История ментальностей, феминистская антропология и психология женщин

Стандартный
1 оценка, среднее: 5,00 из 51 оценка, среднее: 5,00 из 51 оценка, среднее: 5,00 из 51 оценка, среднее: 5,00 из 51 оценка, среднее: 5,00 из 5 (1 оценок, среднее: 5,00 из 5)
Для того чтобы оценить запись, вы должны быть зарегистрированным пользователем сайта.
Загрузка...


(Работа выполнена при финансовой поддержке РГНФ, проект № 13-06-00651 «Психология российского менталитета: традиционные и современные характеристики».)
Б. Н. Тугайбаева (Москва)

Психология женщин — малоизученное направление в истории отечественной психологии. Сегодня проблематика специфики психологических проявлений женщин, своеобразия их поведения в различных сферах социальной жизни, женской ментальности получают развитие в феминологических и гендерных исследованиях. В 1990-е годы в отечественной научной литературе стали появляться теоретические труды, освещающие опыт западных женских (women’s studies) и гендерных (gender studies) исследований. В ряде работ отражаются представления о женщинах, распространенные в нашей литературе, публицистике, в обыденном сознании, а также мировосприятие самих российских женщин (С. Айвазова, 1992; М.Ю. Арутюнян, 1992; Е.А. Здравомыслова, А. А. Темкина, 1999; М.М. Малышева, 1996; Л. В. Попова, 1996; Н.Л. Пушкарева, 1989; 1997; и др.). Обращаясь к истории возникновения и разработки психологии женщин, мы остановились на периоде 1970-начала 1990-х годов, чтобы рассмотреть некоторые взаимосвязи и пересечения теоретических исканий в современной гуманитарной науке, заявившей о необходимости нового понимания, и междисциплинарного изучения человека и общества.

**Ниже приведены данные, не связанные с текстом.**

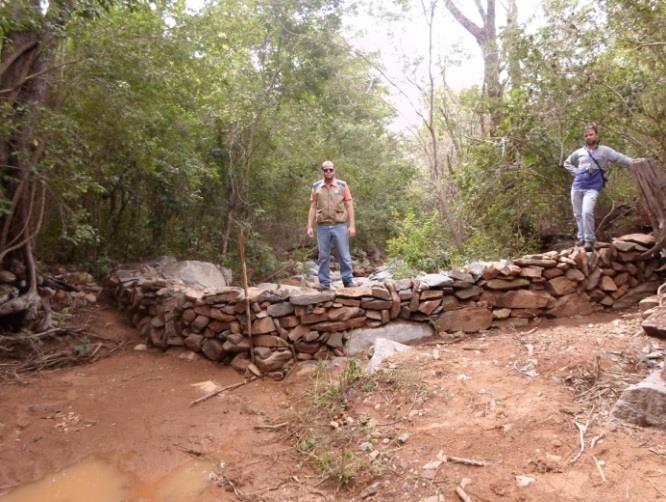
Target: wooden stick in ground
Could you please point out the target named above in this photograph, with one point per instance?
(219, 391)
(241, 244)
(463, 496)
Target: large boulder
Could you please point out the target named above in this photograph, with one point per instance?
(384, 349)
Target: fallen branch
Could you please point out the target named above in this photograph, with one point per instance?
(601, 471)
(582, 429)
(220, 391)
(271, 427)
(595, 439)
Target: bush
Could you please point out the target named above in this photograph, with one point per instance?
(418, 246)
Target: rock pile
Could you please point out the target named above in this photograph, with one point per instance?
(289, 323)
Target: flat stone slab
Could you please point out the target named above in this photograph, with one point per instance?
(435, 280)
(195, 272)
(644, 403)
(311, 298)
(384, 349)
(469, 320)
(403, 332)
(643, 239)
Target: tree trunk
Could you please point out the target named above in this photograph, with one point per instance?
(25, 62)
(652, 186)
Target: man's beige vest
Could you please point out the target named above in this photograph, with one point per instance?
(331, 207)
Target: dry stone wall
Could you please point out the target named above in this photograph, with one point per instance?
(290, 324)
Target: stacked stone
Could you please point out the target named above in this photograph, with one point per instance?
(153, 305)
(291, 324)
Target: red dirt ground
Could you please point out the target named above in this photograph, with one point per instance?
(510, 398)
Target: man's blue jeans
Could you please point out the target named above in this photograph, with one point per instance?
(583, 202)
(327, 235)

Проблематика менталитета «стягивает» в единое исследовательское поле такие дисциплины, как история, культурология, этнология, социальная антропология, лингвистика, психология. Несмотря на уже достаточно долгую историю изучения данной проблемы, разработку ее методологических основ, уточнение используемой в этой области терминологии, в отечественных исследованиях все еще сохранятся тенденция игнорирования гендерной составляющей рассматриваемого феномена. Любая общность людей — будь то нация, этнос, поколение определенной историко-политической эпохи и т.п.- состоит из гендерных групп: мужчин и женщин. Поэтому для всестороннего исследования менталитета рассматриваемой общности, психологических особенностей наций, народов, социальных институтов, проблем жизнедеятельности этносов в контексте истории необходимо вводить, как мы считаем, гендерный ракурс анализа, исследование менталитета представителей гендерных групп.

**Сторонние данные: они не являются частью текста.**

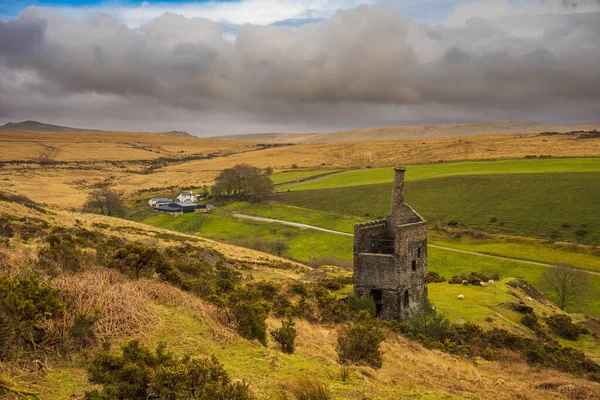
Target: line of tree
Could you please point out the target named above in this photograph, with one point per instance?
(242, 182)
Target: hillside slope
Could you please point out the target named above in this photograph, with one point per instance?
(158, 312)
(417, 132)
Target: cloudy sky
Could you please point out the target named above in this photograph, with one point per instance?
(219, 67)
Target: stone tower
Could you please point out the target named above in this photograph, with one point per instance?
(390, 257)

Вынесенные в заглавие нашей работы научные области — «история ментальностей», «феминистская антропология» и «психология женщин» — направления, возникшие в западной науке примерно в одно время. Их появление в 1960-1970-е годы было связано с пересмотром основ научного знания, разочарованием в структуралистских и модернистских концепциях, переходом к новым постмодернистским идеям. Как отмечал К. Герген, постмодернизм ассоциируется, прежде всего, с критическими тенденциями в оценке научного знания, акцентированием его социально-исторической и политической природы, с подрывом основ позитивистской науки, оспариванием самого понятия действительности (цит. по: Емельянова, 2006, с. 40). Эти направления имеют общие теоретико-методологические основания; они сложились как «новые» школы в истории, этнографии, психологии, пересматривающие предмет, объект, методы и задачи своих научных областей. В русле этих направлений происходило оформление междисциплинарного поля изучения ментальности.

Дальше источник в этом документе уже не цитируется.